Learned invertible primal-dual schemes with additional memory optimizations can be trained to reconstruct CBCT volumes directly from the projection data with clinically-relevant geometry and resolution. Such methods can offer better reconstruction quality and generalization compared to classical deep learning baselines.
锥形束计算机断层扫描(CBCT)在当今许多医学领域中发挥着重要作用。不幸的是,与传统 CT 相比,这种成像方式的潜力受到较低的图像质量的限制,并且准确的重建仍然具有挑战性。最近的许多研究都集中在依赖深度学习的重建方法上,这些方法在各种成像方式中显示出了很大的潜力。然而,深度学习在 CBCT 重建中的实际应用受到几个问题的困扰,例如在处理完全 3D 数据时,深度学习方法的内存消耗极高。此外,文献中提出的深度学习方法通常仅在特定感兴趣区域的数据上进行训练和评估,因此人们担心可能缺乏对其他区域的泛化能力。
在这项工作中,我们旨在解决这些限制,并提出 LIRE:一种用于 CBCT 重建的学习可逆变分对偶迭代方案。

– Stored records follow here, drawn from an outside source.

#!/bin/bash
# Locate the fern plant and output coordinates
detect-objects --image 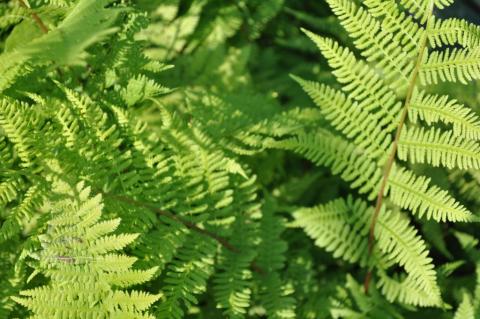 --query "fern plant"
[0,0,480,319]
[278,0,480,306]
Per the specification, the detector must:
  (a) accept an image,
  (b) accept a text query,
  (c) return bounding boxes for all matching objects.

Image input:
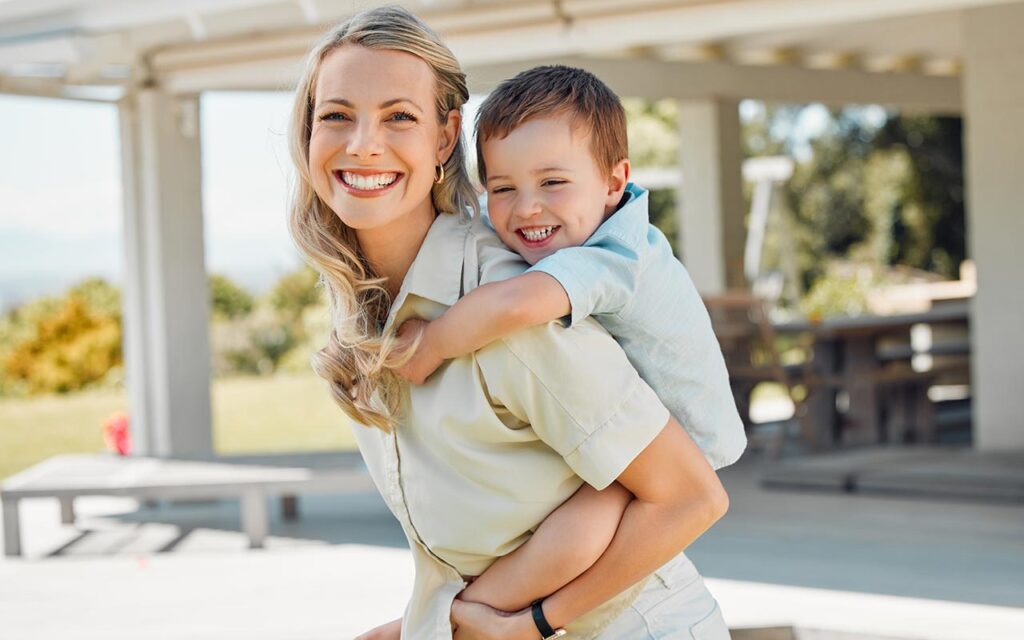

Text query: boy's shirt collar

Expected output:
[480,182,650,247]
[583,182,650,247]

LIRE 是一种用于 CBCT 重建的学习可逆变分对偶迭代方案,其中我们在每个原始块中使用 U-Net 架构,在每个对偶块中使用残差卷积神经网络(CNN)架构。通过结合可逆变分对偶块和在每个块的正向和反向传递过程中每个块内的分块计算,在保持其表达能力的同时,大大降低了网络的内存需求。这些技术使我们能够在当前硬件上使用具有 24GB 视频随机存取存储器(VRAM)的 2 毫米各向同性体素间距、临床相关投影计数和探测器面板分辨率的数据进行训练。
针对小视野(FOV)和大视野(FOV)设置,我们训练和验证了两个 LIRE 模型,并在一组 260 个+22 个胸部 CT 扫描上进行了测试,并在一组 142 个胸部 CT 扫描和一个 79 个头部和颈部 CT 扫描的分布外数据集上进行了测试。对于这两种设置,我们的方法在两个测试集上都优于经典方法和深度学习基线。在胸部 CT 数据集上,我们的方法在小视野设置下达到 33.84 ± 2.28 的峰值信噪比(PSNR),在大视野设置下达到 35.14 ± 2.69 的 PSNR;U-Net 基线分别达到 33.08 ± 1.75 和 34.29 ± 2.71 的 PSNR。在头部和颈部 CT 数据集上,我们的方法在小视野设置下达到 39.35 ± 1.75 的 PSNR,在大视野设置下达到 41.21 ± 1.41 的 PSNR;U-Net 基线分别达到 33.08 ± 1.75 和 34.29 ± 2.71 的 PSNR。此外,我们证明了 LIRE 可以进行微调,以便使用相同的几何形状但具有 1 毫米体素间距和更高的探测器面板分辨率来重建高分辨率的 CBCT 数据,在这种情况下,它的表现优于 U-Net 基线。
具有额外内存优化的学习可逆变分对偶方案可以从具有临床相关几何形状和分辨率的投影数据中直接训练重建 CBCT 体积。与经典的深度学习基线相比,这种方法可以提供更好的重建质量和泛化能力。